Mumbai | IIT researchers have developed an efficient method to track surgical instruments in 3D using standard 2D video and basic geometry.
Surgeons and patients increasingly choose laparoscopic surgery, also called surgery through a keyhole, as patients experience less pain and faster recovery.
When surgeons manipulate robotic arms to guide a tiny tool inside the body in 3D space, they rely on experience and skill to perceive depth from the 2D video captured by the tiny camera at the operation site, which is also inserted through a keyhole.
While some tertiary healthcare facilities in big cities in India have high-end robotic surgery systems with 3D visualisations, such facilities are limited and expensive.
Dr Shubhangi Nema and Prof Leena Vachhani from the Indian Institute of Technology (IIT) Bombay and Abhishek Mathur from Indian Institute of Technology Goa have developed a novel software technique that enables 3D tracking of surgical instruments using standard video feeds, eliminating the need for expensive sensors and high-end computing.
The cost-effective approach, based on fundamental geometry, can enhance virtual reality training and has the potential to significantly lower the cost of 3D visualisation systems in surgeries.
"We chose a geometric approach because geometry is fundamentally reliable and interpretable.

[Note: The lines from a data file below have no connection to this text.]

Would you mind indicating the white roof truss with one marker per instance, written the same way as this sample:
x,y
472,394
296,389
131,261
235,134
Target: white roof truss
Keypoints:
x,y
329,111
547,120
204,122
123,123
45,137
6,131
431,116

We leveraged geometric cues such as perspective projection, instrument shape constraints, and interval-based uncertainty modelling (using a range of possible position coordinates instead of an exact position)," said Dr Nema.
The researchers developed an algorithm that treats surgical tools as connected geometric shapes and tracks them using bounding boxes in 2D video.
By analysing changes in size, shape, position, and angles - based on perspective rules - of the boxes, the system estimates the instrument's depth, movement and rotation in 3D.
Accurately estimating depth from 2D images is challenging due to unclear object outlines caused by poor lighting, camera noise, or motion blur.
"From a single camera view, multiple 3D configurations can produce the same 2D projection. We introduced geometric constraints and interval-based bounds to narrow the feasible solution space," explained Dr Nema.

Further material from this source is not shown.